Why 2025 could be a good reimbursement year for CVS and Walgreens

Why 2025 could be a good reimbursement year for CVS and Walgreens

Updated December 22, 2024, 8:44 a.m. EST

The legislation, which is slowly making its way across states and Washington, could lead to higher payments to drugstore chains like CVS Health, Walgreens, Walmart and independent pharmacies across the country.

Although pharmacies didn’t get what they wanted from Congress in a year-end spending package last week, the door has been opened further for legislation to benefit pharmacies while regulating pharmacy benefit managers (PBMs), even with Republicans in both chambers control Congress and the White House in 2025.

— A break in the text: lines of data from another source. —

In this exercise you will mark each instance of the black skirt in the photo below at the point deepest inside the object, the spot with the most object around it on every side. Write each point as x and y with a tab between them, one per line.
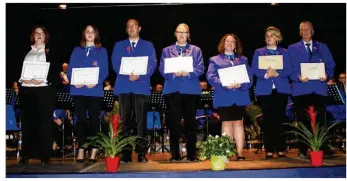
231	113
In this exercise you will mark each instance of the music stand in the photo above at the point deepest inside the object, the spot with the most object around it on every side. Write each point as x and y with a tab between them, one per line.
157	102
334	96
206	102
9	95
65	101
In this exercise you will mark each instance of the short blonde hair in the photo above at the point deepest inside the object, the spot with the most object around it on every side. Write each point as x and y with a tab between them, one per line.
274	31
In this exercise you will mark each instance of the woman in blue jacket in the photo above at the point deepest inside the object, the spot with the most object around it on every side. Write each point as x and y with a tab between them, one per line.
183	91
87	97
230	101
273	89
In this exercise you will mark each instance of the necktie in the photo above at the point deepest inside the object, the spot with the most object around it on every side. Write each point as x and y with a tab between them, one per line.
271	52
308	49
133	45
180	49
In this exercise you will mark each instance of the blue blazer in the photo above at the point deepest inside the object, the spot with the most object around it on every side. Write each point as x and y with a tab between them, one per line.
97	58
222	95
123	49
264	86
183	85
299	54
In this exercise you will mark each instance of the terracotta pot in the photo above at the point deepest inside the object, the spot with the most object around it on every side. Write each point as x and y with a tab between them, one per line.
316	158
112	164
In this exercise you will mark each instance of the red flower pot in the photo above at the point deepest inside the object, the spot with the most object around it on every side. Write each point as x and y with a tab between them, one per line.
112	164
316	158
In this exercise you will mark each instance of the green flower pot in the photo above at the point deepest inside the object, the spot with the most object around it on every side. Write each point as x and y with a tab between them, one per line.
218	162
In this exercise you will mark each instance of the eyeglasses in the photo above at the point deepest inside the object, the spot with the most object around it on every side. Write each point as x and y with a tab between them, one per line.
181	32
37	34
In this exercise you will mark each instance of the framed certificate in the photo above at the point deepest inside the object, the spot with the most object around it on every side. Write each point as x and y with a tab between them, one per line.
35	70
134	65
85	76
273	61
313	71
178	64
233	75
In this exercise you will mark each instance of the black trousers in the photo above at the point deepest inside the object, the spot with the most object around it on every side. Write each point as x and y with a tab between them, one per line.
301	104
37	105
274	112
182	106
129	104
87	126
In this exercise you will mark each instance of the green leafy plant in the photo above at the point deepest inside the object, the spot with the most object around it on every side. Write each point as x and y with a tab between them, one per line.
314	139
216	146
254	112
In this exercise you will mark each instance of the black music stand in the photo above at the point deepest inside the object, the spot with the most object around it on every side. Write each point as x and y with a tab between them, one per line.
157	102
65	101
206	103
334	96
9	96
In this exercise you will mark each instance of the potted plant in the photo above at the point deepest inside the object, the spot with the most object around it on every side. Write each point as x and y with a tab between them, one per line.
314	139
218	149
113	143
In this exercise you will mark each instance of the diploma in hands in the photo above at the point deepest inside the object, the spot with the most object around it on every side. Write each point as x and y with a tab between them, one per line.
35	70
313	71
134	65
233	75
273	61
178	64
85	76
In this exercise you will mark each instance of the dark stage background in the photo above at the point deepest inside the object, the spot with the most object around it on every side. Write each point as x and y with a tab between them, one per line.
208	23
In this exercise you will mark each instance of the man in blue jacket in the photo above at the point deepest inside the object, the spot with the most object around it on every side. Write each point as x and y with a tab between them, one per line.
309	92
133	90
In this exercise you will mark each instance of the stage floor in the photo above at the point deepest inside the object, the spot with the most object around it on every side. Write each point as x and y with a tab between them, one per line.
158	162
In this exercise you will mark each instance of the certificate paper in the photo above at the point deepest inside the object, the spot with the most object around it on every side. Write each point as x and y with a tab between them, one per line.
85	76
312	70
233	75
35	70
178	64
134	65
273	61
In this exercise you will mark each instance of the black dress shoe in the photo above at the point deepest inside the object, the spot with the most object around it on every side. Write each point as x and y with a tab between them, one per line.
44	161
241	158
269	156
23	160
142	159
175	159
281	155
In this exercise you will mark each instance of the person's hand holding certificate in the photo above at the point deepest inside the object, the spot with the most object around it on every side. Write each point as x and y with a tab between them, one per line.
273	61
233	75
134	65
35	71
178	64
312	71
85	76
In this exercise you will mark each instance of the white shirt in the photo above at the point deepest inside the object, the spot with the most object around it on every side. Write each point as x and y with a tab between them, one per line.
131	42
265	76
309	43
35	55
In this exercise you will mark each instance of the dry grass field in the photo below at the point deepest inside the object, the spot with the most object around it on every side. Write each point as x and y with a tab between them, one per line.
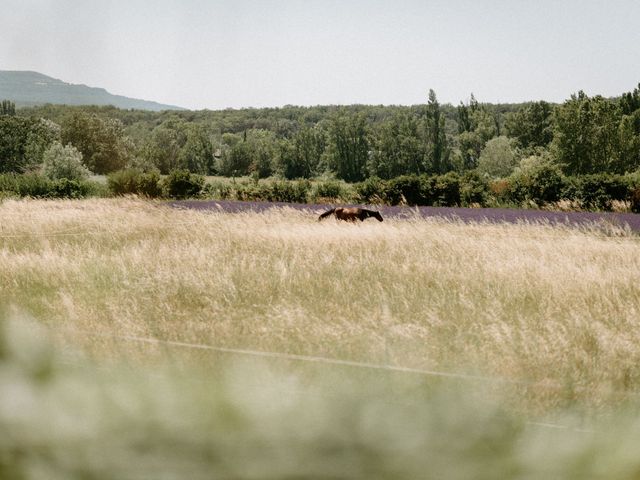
543	319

“PBM reform is supported by the majority of both parties, by outgoing President Biden and incoming President Trump,” said B. Douglas Hoey, executive director of the National Community Pharmacists Association, after Congress passed a new brief late last week. Term spending package that did not include PBM reform. “It may be the only issue in Washington on which they agree. Every day they delay reform, another small pharmacy will close or be pushed to the sidelines because of the business practices of large health insurers and their PBM stooges.”

In recent years, pharmacies have closed across the country, which their owners blame in part on reimbursement shortfalls from the PBMs that pay them. PBMs, which act as intermediaries between drug companies and consumers when purchasing drugs, manage drug benefits for employers and government health plans, including Medicaid coverage for poor Americans and Medicare benefits for seniors. In these roles, PBMs decide which pharmacists and pharmacies get paid to dispense prescription medications.

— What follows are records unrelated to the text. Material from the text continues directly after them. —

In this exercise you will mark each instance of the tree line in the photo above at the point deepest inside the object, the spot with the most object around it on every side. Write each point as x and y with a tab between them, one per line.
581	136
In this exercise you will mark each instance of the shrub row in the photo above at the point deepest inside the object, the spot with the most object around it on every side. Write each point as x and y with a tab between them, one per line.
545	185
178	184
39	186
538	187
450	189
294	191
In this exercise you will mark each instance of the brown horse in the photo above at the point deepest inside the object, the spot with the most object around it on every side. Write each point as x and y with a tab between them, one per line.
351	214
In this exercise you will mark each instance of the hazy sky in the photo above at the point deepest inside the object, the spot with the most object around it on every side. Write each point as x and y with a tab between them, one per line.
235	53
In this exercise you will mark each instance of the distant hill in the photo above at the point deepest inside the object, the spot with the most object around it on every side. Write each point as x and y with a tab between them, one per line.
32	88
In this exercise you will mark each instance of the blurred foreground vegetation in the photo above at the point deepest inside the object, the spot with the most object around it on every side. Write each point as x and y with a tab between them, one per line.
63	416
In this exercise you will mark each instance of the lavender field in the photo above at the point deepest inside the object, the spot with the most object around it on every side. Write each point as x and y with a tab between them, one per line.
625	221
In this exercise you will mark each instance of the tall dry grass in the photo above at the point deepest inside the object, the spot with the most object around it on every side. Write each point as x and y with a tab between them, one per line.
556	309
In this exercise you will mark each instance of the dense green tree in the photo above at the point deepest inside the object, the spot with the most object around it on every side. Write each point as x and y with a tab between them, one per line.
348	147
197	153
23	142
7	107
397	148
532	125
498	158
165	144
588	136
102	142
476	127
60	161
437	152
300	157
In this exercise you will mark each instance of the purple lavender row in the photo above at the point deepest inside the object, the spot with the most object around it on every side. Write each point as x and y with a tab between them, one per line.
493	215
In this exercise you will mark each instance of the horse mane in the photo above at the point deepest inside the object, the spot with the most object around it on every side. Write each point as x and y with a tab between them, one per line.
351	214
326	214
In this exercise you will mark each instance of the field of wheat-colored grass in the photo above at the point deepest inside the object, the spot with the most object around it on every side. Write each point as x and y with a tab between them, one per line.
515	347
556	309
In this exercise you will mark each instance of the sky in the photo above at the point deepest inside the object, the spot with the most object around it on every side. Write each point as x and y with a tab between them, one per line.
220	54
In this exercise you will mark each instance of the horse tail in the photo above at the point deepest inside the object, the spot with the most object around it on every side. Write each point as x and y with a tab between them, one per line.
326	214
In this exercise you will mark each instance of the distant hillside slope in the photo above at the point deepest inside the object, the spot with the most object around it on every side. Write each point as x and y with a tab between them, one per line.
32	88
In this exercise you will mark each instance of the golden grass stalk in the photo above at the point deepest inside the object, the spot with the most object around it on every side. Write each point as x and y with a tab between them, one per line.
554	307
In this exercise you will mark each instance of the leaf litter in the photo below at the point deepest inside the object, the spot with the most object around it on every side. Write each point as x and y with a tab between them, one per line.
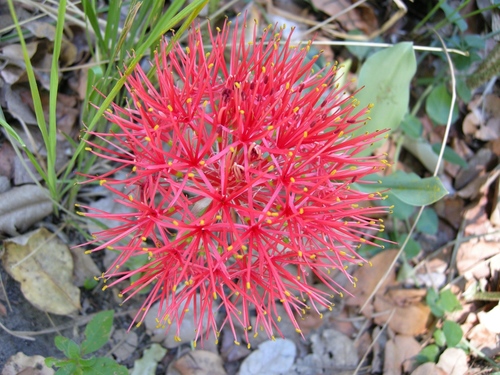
476	267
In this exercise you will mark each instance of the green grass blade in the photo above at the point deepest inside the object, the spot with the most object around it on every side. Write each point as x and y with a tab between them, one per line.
165	23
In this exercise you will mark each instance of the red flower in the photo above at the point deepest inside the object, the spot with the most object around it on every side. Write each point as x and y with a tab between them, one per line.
240	162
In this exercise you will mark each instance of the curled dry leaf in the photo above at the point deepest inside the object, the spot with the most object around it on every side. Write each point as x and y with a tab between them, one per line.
44	267
361	18
198	362
411	314
149	362
453	361
22	364
23	206
272	358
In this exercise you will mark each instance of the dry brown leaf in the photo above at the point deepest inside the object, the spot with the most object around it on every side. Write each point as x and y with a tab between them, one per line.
23	206
483	339
22	364
453	361
398	353
124	344
85	268
483	122
43	265
491	319
368	277
198	362
410	316
471	256
361	18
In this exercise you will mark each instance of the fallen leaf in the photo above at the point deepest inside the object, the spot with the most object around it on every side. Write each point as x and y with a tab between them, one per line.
361	18
410	314
398	353
125	344
483	122
453	361
491	319
149	362
272	358
483	339
23	206
85	268
20	363
198	362
471	256
43	265
368	277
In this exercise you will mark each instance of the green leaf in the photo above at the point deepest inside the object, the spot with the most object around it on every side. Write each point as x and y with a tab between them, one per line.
97	332
412	126
68	347
453	333
428	222
90	283
463	91
452	15
105	366
385	77
437	105
413	190
450	155
68	369
439	337
428	354
400	210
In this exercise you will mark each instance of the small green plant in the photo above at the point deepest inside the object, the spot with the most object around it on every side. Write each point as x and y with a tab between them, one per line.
450	334
96	336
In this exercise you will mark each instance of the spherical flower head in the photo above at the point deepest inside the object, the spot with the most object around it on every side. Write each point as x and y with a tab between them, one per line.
240	164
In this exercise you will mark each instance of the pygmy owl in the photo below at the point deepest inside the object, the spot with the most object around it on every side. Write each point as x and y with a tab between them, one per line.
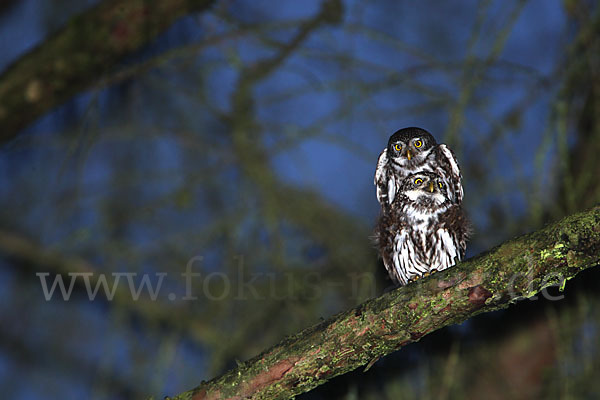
423	230
412	150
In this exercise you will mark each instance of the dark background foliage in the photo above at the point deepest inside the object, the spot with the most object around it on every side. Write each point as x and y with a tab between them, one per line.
242	141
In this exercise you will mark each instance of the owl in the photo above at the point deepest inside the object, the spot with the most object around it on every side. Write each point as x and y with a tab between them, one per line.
423	230
412	150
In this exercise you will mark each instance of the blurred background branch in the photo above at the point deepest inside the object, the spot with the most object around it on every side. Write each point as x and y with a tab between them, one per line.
237	140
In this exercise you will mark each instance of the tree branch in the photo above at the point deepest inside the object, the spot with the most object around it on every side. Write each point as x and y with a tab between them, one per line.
79	54
515	270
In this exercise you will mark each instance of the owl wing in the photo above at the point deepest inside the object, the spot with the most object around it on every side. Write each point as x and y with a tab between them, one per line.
384	181
389	233
454	231
447	167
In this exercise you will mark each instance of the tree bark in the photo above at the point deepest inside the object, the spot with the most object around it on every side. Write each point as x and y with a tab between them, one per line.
77	56
518	269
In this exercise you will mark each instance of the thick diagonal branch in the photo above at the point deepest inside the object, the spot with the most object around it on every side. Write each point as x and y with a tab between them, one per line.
517	269
77	56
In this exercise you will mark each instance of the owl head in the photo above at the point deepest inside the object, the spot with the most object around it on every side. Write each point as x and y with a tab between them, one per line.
410	146
425	189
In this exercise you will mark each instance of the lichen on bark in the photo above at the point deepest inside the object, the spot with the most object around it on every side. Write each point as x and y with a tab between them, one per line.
517	269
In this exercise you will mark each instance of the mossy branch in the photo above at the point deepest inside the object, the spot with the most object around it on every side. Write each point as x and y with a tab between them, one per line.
77	56
517	269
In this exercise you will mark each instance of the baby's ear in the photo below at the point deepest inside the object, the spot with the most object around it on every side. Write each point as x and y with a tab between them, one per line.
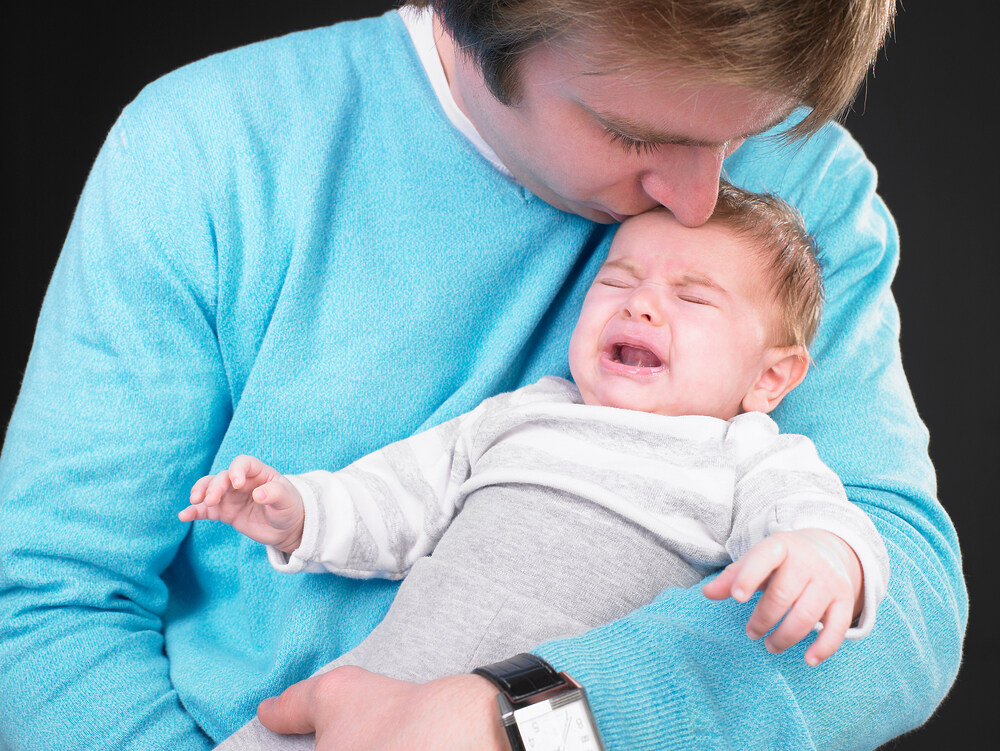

But PBMs have come under fire in recent years as the public, taxpayers and Congress question whether they are passing along as many savings to health plan enrollees as they should. And this increased scrutiny has already led to increasing numbers of state legislatures and increasing payments to pharmacies.

PBM leaders understand that change is coming.

“We’re seeing the regulatory landscape change a lot,” Jason Borschow, CEO of Abarca, an independent pharmacy benefit manager, told healthcare executives at the Forbes Healthcare Summit in New York earlier this month. “It’s already happening with Medicaid, Medicare is on its way and obviously in a free market, kind of commercial space. The individual market sector is likely the last to be regulated, but we expect the regulations to be implemented and PBM business practices to be regulated by the federal government in addition to state governments.”

Among the areas where Democrats and Republicans in Congress have reached agreement are provisions that would require PBMs to charge pharmacies “in addition to the state fee for dispensing services for all Medicaid managed care programs in all 50 states.” to be reimbursed. ” the National Community Pharmacists Association, which represents more than 18,900 pharmacies, has said. “It would eliminate spread pricing and pay PBMs a flat administrative fee across all Medicaid managed care programs. The provision will save taxpayers approximately $1 billion over the next decade.”

Since CVS also owns a PBM, Caremark, it’s unclear how much potential reforms would hurt this company financially.

But other regulations moving forward in states would certainly benefit the thousands of pharmacists and retail pharmacies owned by CVS, as well as other pharmacies.

For example, dozens of states are enacting laws that expand the role of pharmacists in prescribing certain medications. This so-called “test-to-treat” legislation gives pharmacists prescribing status.

At the Forbes Healthcare Summit, Walgreens Chief Pharmacy Officer Rick Gates said pharmacists had already been testing for a range of illnesses, including Covid-19, and then prescribing medications.

“You test positive for Covid, and we can actually prescribe a medication and give you your medication right away when you’re in the store,” Gates said. “The same goes for the flu. It could be urinary tract infections. It could be many other things. But I think that’s exactly the precipice where pharmacy can really have a bigger impact.”